Surgeon General Dr. Vivek Murthy has issued a range of advisories, most recently on how alcohol increases cancer risks and the harms of gun violence—but also on the effects of social media on youth mental health within months of Meta's news-making questioning before the Senate Judiciary Committee.
Without a clear and present danger like public health emergencies, it can be difficult to figure out how seriously to take the surgeon general's advisories, some of which have been characterized as public health crises like other public health emergency declarations. In an op-ed, Jeneen Interlandi, a scientist and public health writer for The New York Times Magazine, captured the confusion of the language used to describe these, saying, "In public health, at least, there is no objective formula for determining when a problem becomes a crisis."
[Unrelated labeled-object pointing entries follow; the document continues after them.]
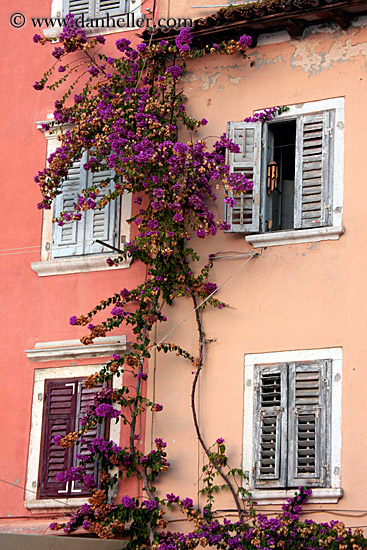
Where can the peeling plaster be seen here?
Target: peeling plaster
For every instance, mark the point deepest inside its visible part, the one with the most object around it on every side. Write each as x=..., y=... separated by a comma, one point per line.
x=235, y=79
x=307, y=58
x=264, y=60
x=206, y=79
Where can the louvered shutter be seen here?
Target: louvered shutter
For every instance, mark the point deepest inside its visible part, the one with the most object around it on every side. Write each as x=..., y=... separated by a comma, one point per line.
x=59, y=419
x=68, y=239
x=77, y=7
x=112, y=7
x=101, y=224
x=245, y=215
x=85, y=398
x=270, y=426
x=313, y=183
x=308, y=423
She points to the subjectivity of public health crises plainly: "Even a deadly disease is a crisis only when we treat it like one … keep in mind that heart disease has killed nearly 100 million people in the time it took COVID to claim 7 million or so."
Interlandi argues that framing so many issues as crises lessens its effect and can lead to apathy. "In the future, if we survive that long, historians will marvel at either our capacity to endure so much hardship at once or our ability to label so many disparate problems with the same graying word," she wrote. "In the meantime, officials and policymakers—and, yes, journalists—ought to consider how they employ this term and why, and whether it's having the desired effect."
On the other hand, these advisories send a clear warning to the public that something is amiss, especially when it's hard to parse because of its widespread effects and ubiquity. After decades of mass shootings and staggering statistics of homicide and suicide, the government finally declared gun violence—the leading cause of child deaths nationally—a public health crisis in an advisory from the U.S. surgeon general in 2024. The historic declaration outlined the severity of the public health emergency and suggested solutions to mitigate it.
High-profile actions like these turn public attention to emergencies that may be living in the shadows. Like cigarette smoking before it, millions of lives could be extended because of it. As physician Dr. Deborah Prothrow-Stith told NPR, "It is time again to treat this epidemic, reduce our rates, and stay with it," she said. "We've done it before. We can do it again."